Europe did not escape its own version of the Blackberry litigation, which took place in both England and Germany, but with a different patentee and a different patent to those in the USA. This raised questions of territoriality in a different context – that of the unedifying spectacle of a race to trial. The English court acceded to a request by the defendant for a fast timetable to trial for the English revocation action, brought by the defendant in response to a German infringement action against it and in which, because of the split litigation system in Germany, it was unable effectively to challenge the validity of the patent.
Each action was national in effect, but the wording of the UK and German patents was identical, being both national designations of a European patent granted by the EPO, and the substantive law was the same. As it was, the courts in the two countries came to the same overall conclusion – that the particular patents in issue were invalid, with the English court finding all claims invalid either as obvious or anticipated. This is hardly an ideal way of resolving such disputes in Europe, but we still squabble about how best to litigate patents under a basis that is more than purely national. With the European Court of Justice ruling in the summer of 2006 in GAT v LuK and Roche v Primus and Goldenberg, we have reached the end of the line in the pan- European litigation that was so popular only a few years ago, and so further development of a pan-European jurisdiction can only take place through legislation. This will take either the form of the European Patent Litigation Agreement or EPLA (allowing European patents to be litigated in one court but with effect in multiple jurisdictions), or a community patent acceptable to industry, or preferably both. On any basis the community patent as an object of litigation is many years away.

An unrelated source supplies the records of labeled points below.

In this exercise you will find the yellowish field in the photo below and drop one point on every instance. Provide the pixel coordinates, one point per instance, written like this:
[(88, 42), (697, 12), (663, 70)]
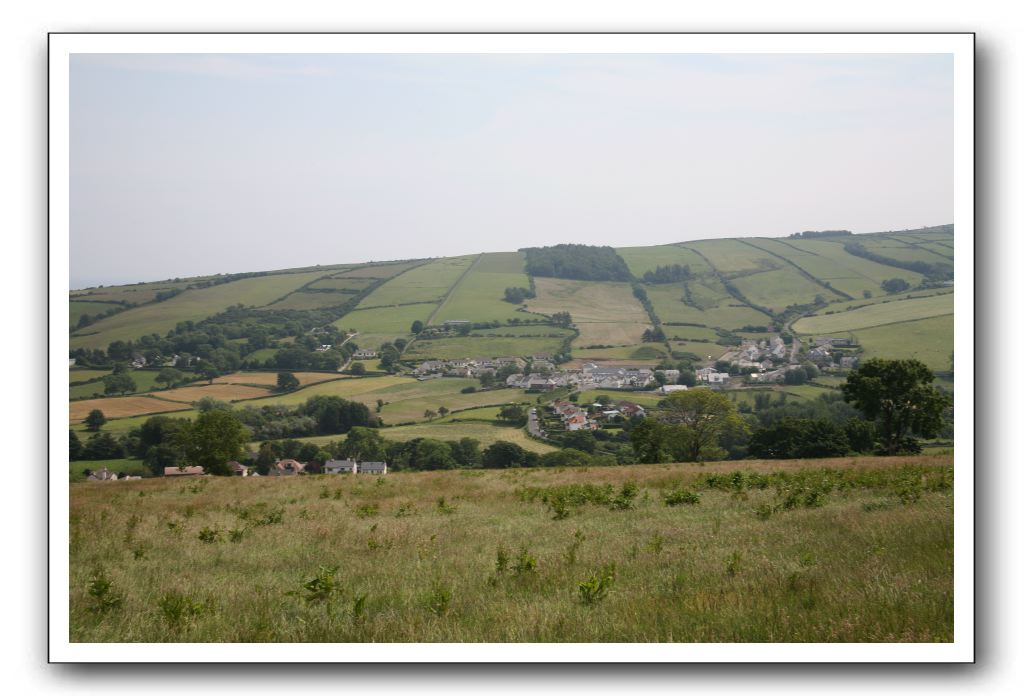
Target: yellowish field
[(606, 313), (270, 379), (122, 406), (224, 392)]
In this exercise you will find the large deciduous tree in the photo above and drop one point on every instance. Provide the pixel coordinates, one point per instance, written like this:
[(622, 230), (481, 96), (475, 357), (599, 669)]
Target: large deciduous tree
[(898, 396), (212, 440)]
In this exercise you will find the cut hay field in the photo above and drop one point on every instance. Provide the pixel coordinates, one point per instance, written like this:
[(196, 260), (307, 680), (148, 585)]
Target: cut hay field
[(484, 346), (428, 283), (877, 315), (491, 563), (606, 313), (122, 406), (191, 304), (479, 297), (270, 379), (929, 341)]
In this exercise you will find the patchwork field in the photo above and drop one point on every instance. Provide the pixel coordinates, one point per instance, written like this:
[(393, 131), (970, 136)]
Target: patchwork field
[(270, 379), (490, 563), (878, 314), (929, 341), (641, 259), (121, 406), (428, 283), (191, 304), (606, 313), (479, 297)]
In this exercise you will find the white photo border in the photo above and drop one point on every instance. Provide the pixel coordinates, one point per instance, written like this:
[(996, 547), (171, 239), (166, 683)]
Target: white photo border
[(961, 45)]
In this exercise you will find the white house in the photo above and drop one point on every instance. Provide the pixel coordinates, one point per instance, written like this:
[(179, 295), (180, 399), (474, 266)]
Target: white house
[(340, 467), (372, 468)]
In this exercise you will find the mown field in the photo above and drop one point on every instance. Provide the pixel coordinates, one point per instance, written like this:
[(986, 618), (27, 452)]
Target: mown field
[(878, 314), (606, 313), (479, 297), (191, 304), (823, 551)]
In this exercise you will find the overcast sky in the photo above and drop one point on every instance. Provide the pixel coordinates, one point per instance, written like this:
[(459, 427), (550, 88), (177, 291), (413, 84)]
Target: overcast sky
[(186, 165)]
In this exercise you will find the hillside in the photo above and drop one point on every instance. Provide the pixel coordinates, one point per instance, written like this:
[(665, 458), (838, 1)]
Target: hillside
[(824, 285), (683, 305)]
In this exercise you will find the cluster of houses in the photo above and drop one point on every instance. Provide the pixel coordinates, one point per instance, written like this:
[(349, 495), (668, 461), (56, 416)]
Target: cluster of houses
[(578, 418), (590, 376), (466, 366), (281, 468), (823, 352)]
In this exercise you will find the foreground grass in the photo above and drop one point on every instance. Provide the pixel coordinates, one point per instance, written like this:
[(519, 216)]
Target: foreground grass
[(839, 550)]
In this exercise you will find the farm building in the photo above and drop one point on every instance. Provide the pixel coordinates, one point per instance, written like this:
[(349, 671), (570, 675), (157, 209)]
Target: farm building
[(340, 467), (183, 471)]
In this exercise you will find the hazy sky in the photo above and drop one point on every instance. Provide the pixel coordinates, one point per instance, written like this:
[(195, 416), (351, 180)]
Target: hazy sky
[(185, 165)]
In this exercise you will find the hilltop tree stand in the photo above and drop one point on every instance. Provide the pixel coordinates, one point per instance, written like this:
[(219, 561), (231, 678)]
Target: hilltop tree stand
[(898, 396)]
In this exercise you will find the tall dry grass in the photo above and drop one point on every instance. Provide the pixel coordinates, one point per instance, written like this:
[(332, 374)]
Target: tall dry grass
[(864, 553)]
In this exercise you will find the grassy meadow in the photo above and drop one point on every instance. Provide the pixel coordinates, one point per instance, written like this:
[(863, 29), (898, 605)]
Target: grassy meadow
[(191, 304), (851, 550)]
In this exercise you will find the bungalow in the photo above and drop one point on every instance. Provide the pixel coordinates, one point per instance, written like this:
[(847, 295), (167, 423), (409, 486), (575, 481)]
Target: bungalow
[(372, 468), (183, 471), (668, 388), (340, 467)]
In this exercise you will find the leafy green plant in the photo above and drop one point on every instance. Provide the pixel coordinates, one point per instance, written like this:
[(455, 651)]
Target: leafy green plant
[(101, 591), (177, 608), (681, 496), (209, 535), (321, 586), (439, 600), (367, 510), (596, 588), (525, 563)]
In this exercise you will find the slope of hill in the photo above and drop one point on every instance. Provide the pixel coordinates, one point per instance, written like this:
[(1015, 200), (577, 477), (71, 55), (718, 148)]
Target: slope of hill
[(714, 290)]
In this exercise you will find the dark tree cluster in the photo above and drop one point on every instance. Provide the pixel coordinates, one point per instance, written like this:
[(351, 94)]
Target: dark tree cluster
[(577, 262), (670, 273)]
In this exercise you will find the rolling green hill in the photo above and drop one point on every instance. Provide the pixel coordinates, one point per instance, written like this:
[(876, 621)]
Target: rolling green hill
[(698, 293)]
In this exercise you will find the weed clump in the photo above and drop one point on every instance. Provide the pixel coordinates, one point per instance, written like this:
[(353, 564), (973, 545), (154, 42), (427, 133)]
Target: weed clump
[(596, 588)]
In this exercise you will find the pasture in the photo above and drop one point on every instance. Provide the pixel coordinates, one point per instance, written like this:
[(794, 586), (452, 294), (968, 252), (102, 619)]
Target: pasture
[(929, 341), (641, 259), (479, 297), (877, 314), (850, 550), (427, 283), (606, 313), (191, 304)]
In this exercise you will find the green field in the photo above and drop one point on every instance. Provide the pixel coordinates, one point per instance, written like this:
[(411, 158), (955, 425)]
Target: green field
[(91, 308), (428, 283), (779, 289), (877, 315), (479, 297), (929, 341), (192, 304), (384, 323), (860, 566), (641, 259)]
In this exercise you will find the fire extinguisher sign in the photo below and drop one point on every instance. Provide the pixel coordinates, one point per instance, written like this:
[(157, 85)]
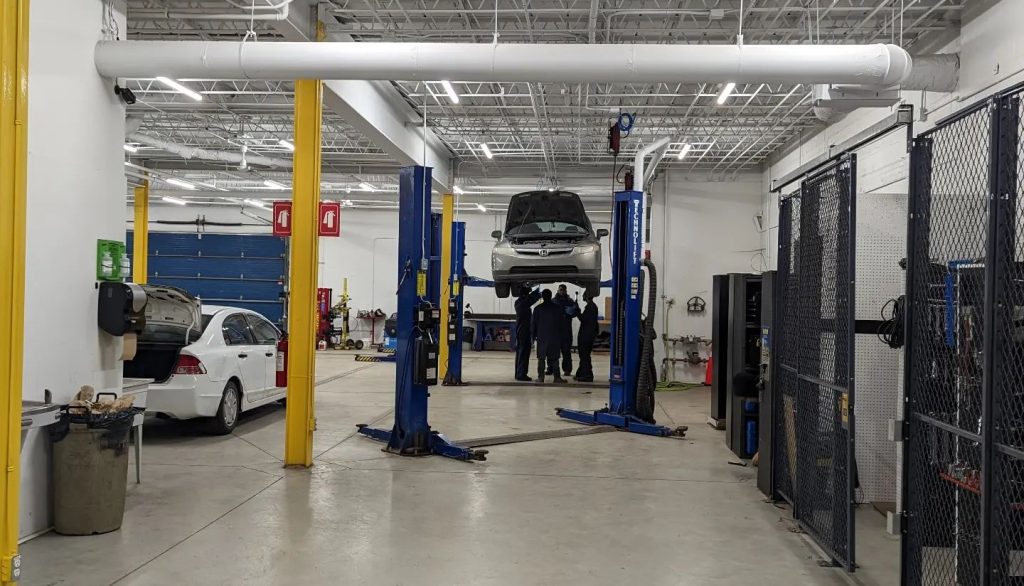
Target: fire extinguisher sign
[(282, 218), (330, 218)]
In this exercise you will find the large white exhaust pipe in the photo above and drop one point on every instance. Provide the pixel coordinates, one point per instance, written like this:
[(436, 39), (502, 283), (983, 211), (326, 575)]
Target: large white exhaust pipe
[(877, 65)]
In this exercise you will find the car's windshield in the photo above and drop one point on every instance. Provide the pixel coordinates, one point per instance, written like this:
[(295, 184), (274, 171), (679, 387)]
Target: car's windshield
[(547, 213)]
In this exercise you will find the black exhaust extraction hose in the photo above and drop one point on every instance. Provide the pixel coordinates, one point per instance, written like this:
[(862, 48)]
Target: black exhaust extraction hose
[(647, 378)]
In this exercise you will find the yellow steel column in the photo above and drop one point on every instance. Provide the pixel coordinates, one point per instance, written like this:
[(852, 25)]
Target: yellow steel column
[(448, 216), (13, 150), (299, 419), (140, 246)]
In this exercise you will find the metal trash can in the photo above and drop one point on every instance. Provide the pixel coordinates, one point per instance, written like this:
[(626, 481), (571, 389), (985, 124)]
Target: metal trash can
[(90, 469)]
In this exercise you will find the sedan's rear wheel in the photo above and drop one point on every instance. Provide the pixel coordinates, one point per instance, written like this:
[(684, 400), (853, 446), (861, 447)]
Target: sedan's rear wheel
[(227, 414)]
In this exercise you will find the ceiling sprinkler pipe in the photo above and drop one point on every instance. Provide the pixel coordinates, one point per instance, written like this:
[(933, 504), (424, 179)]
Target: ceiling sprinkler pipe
[(186, 152), (877, 65)]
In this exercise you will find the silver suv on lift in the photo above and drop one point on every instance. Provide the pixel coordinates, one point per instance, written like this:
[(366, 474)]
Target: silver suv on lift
[(547, 239)]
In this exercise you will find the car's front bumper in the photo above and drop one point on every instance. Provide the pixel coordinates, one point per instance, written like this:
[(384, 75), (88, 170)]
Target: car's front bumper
[(184, 396), (577, 266)]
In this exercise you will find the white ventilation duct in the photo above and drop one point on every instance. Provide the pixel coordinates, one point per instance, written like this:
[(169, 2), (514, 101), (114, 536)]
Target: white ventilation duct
[(930, 73), (186, 152), (877, 65)]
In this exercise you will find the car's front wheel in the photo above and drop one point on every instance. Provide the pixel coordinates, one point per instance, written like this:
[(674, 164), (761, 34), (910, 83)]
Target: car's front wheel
[(227, 414)]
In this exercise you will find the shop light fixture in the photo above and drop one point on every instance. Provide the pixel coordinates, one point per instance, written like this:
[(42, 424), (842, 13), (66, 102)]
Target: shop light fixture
[(180, 88), (725, 93), (180, 183), (451, 91)]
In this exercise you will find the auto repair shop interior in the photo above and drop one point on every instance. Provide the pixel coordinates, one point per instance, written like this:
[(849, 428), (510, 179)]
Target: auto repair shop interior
[(276, 279)]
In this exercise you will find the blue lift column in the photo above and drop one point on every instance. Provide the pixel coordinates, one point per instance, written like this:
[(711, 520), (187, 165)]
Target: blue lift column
[(627, 306), (454, 376), (419, 283)]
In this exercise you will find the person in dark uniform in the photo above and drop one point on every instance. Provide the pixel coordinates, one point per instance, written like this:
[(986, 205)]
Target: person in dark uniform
[(569, 310), (586, 338), (548, 329), (523, 336)]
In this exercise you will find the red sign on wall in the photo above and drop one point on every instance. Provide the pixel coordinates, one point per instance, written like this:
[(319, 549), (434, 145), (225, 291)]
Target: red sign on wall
[(330, 218), (282, 218)]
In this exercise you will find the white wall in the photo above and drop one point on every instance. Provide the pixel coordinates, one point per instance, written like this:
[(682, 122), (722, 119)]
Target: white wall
[(991, 51), (700, 228), (75, 196)]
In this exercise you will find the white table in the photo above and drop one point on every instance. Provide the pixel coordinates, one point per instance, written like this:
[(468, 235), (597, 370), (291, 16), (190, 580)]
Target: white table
[(138, 387)]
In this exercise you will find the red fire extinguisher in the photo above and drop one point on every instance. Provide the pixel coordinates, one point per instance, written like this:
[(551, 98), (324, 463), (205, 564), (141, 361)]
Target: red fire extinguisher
[(282, 380)]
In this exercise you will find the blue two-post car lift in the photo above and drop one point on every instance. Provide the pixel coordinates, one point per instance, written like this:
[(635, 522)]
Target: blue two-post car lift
[(419, 282), (627, 302)]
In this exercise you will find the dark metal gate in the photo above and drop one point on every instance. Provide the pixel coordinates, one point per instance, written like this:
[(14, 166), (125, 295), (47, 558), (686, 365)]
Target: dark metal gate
[(786, 351), (814, 438), (964, 432)]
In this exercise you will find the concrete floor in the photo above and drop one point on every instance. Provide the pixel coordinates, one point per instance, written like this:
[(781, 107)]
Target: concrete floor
[(597, 509)]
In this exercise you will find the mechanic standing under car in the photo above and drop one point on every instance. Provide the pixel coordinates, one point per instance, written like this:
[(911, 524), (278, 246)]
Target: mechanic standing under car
[(523, 336), (569, 310), (586, 338), (548, 329)]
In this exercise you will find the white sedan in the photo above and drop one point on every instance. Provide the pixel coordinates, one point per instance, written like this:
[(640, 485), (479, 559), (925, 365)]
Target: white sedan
[(218, 370)]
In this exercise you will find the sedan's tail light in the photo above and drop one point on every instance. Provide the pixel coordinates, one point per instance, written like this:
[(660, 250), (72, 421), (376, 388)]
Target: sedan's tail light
[(188, 365)]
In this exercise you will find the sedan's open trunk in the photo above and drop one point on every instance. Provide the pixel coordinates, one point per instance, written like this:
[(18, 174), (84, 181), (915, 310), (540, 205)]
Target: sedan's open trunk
[(173, 321)]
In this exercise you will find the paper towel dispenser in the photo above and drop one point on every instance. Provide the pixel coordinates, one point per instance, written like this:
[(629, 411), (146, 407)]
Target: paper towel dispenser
[(122, 307)]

It is thus encouraging that as a result of its consultation in the first half of 2006 the European Commission seems to be relenting in its long-standing opposition to the EPLA, and we must hope that it will at long last remove the block that it has in recent years (no doubt in an attempt to force agreement on a community patent proposal which in its present form is seen as deeply unsatisfactory by all sections of industry) placed on its progress.